それも厄介な事に、Dust+より遥かに強い奴と来た。
「….何の用だ。」
「テメェが何処で何を吸おうが知ったこっちゃねェけどよォ」
女は僅かに眉間に皺を寄せて言う。
「煙がキツくてウザったらしィんだよォ。」
「…….は?」
「は?じゃねェわァ。煙たいっつってんだよォ。」
Dust+の中の女のイメージ像が少し壊れた。
Dust+は、想像しろと言われても言われなくても、軽く煙草を咥えている女の横顔が容易く想像できる。
しかし今の発言を聞くに、女は一切煙草を吸ったことがないようだ。
Dust+は驚愕した表情をいつものポーカーフェイスに戻し、また煙草を咥える。
….が、もうかなり短くなっていたようだ。
Dust+はポケットから新しい煙草を取り出し、もう一つの煙草を投げ捨て….
「なァにしてんだテメェ。」
女に止められた。
「….なんだ。」
「なんだじゃねェんだわァ。分かるかァ?此処は旦那様の城なんだよォ。」
理解できないという事が、一番辛いし腹が立つという事をDust+は知っている。
「他の所に捨てやがれェ。」
「…..。」
吸い終わった煙草を指を鳴らして適当に消す。
「それで良いんだよォ。」
女は少し満足そうな顔をしてDust+に言った。
そして、それを無視したDust+がもう一度煙草を咥えようとすると…
女が突然、煙草を奪い取って来た。
「…..あ?」
「吸わせろォ。」
そんなことを言い出し、Dust+からライターもひったくって来た。
ライターなんて使わずとも火なんて出せるだろうに。
同じライターなんて使わなくても火なんて出せるDust+はそう思った。
「…返せ。最後の一本なんだよ。」
「知らねェ。

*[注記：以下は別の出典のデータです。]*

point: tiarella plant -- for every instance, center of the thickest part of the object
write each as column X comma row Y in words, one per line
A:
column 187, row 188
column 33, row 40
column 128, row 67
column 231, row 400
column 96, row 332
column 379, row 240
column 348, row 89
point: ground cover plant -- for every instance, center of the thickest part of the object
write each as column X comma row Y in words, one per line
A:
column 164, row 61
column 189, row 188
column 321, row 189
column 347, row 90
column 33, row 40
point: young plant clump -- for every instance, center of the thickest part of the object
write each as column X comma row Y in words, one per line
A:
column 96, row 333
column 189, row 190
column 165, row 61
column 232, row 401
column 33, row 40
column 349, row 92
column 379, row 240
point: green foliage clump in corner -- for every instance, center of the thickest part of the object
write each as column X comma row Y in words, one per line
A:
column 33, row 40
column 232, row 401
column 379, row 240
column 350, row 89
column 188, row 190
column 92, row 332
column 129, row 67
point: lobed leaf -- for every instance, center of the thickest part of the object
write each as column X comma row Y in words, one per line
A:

」
そう言い、女は煙草に火をつけ、躊躇いもなく咥える。
心底不味くて不快だという顔をした。
Dust+は、その横顔を何となく眺める。
阿呆みたいに平和なAUを眺めるよりは退屈はしなさそうだからだ。
世間一般的に、黙ってれば良い女なんだろうな、とDust+は女を見て思う。
自分は微塵たりとも興味はないが、あのBillとかいう黄色い悪魔ならつまみ食いしそうだ。
おまけに下からの視線の事も考えずに足を組んでいる。
どうだって良いが。
煙草を吸うにはかなり大きく吸い込んでいる。
依存の事なんて考えなくて良い奴だから簡単に吸うのか、
それとも単に考えなしに吸ってるだけなんだろうか。
どうだって良いが。
「….不味ィ。」
「にしては長い初体験だったな。」
「気色悪ィ事言ってんじゃねェ。」
気色悪いと思えたのか。
と、失礼な事を考えた。
「じゃァな。今度そこで吸ってたら蹴り殺す。」
女はそう言い、砂を払って立ち上がった。
「蹴り殺す足があればな。」
そう返した。
短い時間だった。
立ち上がった瞬間丈が短いがためにキャミソールの中が見えたが、女は一瞬視線をこちらに向けてきただけですぐにコートのポケットに両手を入れて何処かに行った。
「……..さて、と。」
Dust+は軽く視線を下に下ろす。
あの女は気にしてなかったんだろうが、下に居るモンスターたちがチラチラとさっきまで視線を上げてきていたな。
「…….お前の為じゃない。単に腹が立つからだ。」
勘違いされるようなことをわざと口に出して、Dust+は屋根から飛び降りた。
何気にQueenって喫煙するのかなと思って書いた話でした
Kingだとただのイチャつきになるので、Dust+で良いよなって。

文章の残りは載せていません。